Он знал причину. Он не сомневался. Никто не мог бы сказать, будто он не знает, что делает; сохраняя неподвижность, он яснее видел, как проявляется мир, по крохам, по крупицам, в спокойном и смешном порыве, в действии, в формулах наступательной химии; судорожный ход поршней, запуск механизмов, в гуще деревьев, углеродные циклы, удлиняющиеся тени, и шумы, и глухие шорохи тяжелой земли, которая покрывалась трещинами и разевала рот, пищала, как грудной младенец или рыбы.
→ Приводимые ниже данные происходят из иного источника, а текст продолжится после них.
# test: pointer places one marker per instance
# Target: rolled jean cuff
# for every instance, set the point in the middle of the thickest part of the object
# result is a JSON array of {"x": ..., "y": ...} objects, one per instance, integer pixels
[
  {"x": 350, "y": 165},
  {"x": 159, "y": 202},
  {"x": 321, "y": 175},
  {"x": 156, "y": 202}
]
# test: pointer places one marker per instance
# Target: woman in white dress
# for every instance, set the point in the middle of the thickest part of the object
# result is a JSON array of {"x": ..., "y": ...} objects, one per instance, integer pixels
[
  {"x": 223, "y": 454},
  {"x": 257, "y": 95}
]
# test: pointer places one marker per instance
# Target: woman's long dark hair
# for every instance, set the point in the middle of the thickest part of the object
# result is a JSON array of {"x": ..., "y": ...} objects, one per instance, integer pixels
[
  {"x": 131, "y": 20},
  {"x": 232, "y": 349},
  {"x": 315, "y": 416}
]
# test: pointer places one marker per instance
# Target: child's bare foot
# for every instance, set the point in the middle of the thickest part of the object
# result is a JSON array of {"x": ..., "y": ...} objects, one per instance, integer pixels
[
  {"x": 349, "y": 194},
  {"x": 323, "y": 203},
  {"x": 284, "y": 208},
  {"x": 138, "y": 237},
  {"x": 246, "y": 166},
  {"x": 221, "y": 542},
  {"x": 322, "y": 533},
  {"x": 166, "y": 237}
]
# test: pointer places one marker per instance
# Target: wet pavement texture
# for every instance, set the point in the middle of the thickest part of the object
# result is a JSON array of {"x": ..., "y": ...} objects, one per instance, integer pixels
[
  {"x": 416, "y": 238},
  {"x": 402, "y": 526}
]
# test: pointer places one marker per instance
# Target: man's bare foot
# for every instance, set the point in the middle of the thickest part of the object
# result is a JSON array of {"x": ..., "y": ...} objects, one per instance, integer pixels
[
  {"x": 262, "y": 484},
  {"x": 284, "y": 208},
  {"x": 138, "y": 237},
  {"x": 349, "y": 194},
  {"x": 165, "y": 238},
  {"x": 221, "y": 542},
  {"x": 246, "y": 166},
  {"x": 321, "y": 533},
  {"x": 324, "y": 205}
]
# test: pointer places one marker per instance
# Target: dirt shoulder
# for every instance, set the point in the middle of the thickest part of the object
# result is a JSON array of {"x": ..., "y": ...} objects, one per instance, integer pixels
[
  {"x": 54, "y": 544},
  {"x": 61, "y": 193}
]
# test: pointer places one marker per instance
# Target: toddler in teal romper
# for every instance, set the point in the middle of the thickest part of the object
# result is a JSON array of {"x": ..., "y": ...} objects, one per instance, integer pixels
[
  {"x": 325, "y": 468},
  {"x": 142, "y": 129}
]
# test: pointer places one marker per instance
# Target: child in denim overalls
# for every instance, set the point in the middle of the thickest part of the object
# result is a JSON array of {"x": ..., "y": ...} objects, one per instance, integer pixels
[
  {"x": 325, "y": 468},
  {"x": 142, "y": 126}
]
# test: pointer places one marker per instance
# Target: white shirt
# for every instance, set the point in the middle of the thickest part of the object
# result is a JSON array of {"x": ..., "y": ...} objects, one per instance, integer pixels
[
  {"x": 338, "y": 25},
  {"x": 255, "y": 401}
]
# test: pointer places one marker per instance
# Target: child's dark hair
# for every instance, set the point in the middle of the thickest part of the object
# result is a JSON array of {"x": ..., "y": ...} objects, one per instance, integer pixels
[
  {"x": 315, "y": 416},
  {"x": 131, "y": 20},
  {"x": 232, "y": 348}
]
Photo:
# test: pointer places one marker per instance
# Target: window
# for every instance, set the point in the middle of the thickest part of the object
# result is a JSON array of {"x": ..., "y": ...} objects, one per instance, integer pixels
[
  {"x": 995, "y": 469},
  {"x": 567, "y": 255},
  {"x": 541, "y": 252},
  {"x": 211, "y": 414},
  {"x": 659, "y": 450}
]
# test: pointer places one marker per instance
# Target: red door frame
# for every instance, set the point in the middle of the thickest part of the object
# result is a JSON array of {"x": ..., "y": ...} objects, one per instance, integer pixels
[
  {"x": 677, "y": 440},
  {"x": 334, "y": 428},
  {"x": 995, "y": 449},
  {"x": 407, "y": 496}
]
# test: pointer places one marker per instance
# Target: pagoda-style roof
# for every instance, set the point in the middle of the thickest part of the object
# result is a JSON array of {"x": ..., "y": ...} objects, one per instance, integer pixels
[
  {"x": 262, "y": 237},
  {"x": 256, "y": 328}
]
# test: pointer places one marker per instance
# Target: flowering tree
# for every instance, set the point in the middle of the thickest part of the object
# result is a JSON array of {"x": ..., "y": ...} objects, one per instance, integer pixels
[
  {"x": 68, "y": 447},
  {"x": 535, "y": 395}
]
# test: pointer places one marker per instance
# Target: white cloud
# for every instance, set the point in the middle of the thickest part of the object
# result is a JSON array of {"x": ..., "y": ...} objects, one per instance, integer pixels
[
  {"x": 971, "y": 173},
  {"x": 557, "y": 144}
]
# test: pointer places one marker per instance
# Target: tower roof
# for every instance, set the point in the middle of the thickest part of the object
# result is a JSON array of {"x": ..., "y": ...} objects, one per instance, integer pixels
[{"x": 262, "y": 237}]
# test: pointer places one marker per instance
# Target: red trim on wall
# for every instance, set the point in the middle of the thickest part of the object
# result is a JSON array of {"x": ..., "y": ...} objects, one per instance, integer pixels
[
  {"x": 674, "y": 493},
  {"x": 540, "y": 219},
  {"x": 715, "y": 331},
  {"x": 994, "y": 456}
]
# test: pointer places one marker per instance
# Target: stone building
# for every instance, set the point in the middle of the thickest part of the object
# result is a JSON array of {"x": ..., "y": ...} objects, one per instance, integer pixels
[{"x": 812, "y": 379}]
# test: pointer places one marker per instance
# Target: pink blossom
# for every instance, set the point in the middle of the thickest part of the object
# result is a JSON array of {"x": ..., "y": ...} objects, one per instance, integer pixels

По берегу шел тщедушный человечек. Он что-то выкрикивал тонким голосом. Его обгоревшее на солнце тело изо всех сил тянулось вверх под тяжестью корзины с засахаренным арахисом. Человечек остановился, посмотрел на Адама, что-то сказал, повернулся и пошел по пляжу в другую сторону. Адам видел, как он вышагивает по гальке, совершая круговое движение пальцами, прежде чем поставить ногу, чтобы не пораниться. Он уходил все дальше, ловко огибая нагромождение тел, и то и дело издавал свой бессмысленный вопль. Во всем его облике сквозило неожиданное в таком существе достоинство.
По воде пробежала собака, и Адам последовал за ней. Он шел так быстро, как только мог, держа за концы висевшее на шее полотенце, по колено в воде в подражание собаке. Он смаковал два страха одновременно: мысленно представлял, как мог бы поранить пятки об острые грани камней, если бы шел по пляжу — общеизвестно, что на суше галька гораздо опасней; истинный же страх был связан с физическими ощущениями — его ноги в воде погружались в нечто странное, прохладное, более густое, чем воздух, ступни скользили, расталкивая воду, доставали до зыбкого, вязкого, заросшего крошечными водорослями дна; подобные гнилостному туману, они лопались под тяжестью его тела и окрашивали воду в темно-зеленый цвет.
К счастью, собака бежала не слишком быстро, остерегаясь водяных ям, и Адам за ней поспевал. В какой-то момент пес почувствовал преследование, повернул голову и пристально взглянул на Адама — взгляд пришелся на подбородок, а потом продолжил свой путь, таща за собой человека, как на поводке; в считанные мгновения пес обрел невероятно величественную стать, он бежал по грудь в морской воде, стремясь как можно скорее добраться до правой оконечности пляжа, где стояли именные купальные кабинки.
Вот так они и двигались, один за другим. Расположенные полукругом кабинки стояли задней стенкой к бетонному пирсу, за которым начинался порт. Ниже располагались купальщики и купальщицы в бикини, галька была расцвечена яркими пятнами полотенец; все эти люди лежали параллельно солнцу, глядя на них от кромки воды, можно было подумать, что все они пережили линьку и на новой, апельсинового цвета, коже солнце растекалось блестящими потеками.
Собака остановилась, дернула носом в сторону Адама и выпрыгнула на берег, обогнула, не задев, спавших на полотенцах людей и заняла место рядом с молодой женщиной.
Адам последовал ее примеру, но устроился не справа, а слева; он расстелил на гальке висевшее на шее полотенце, сел, обняв себя за колени, и покосился на пса: тот с закрытыми глазами вылизывал лапы, подставив солнцу выпуклую макушку. Адам посмотрел на свои ноги и решил последовать его примеру: вода после шторма была загрязнена мазутом. Адам взял сухую травинку и принялся чистить между пальцами.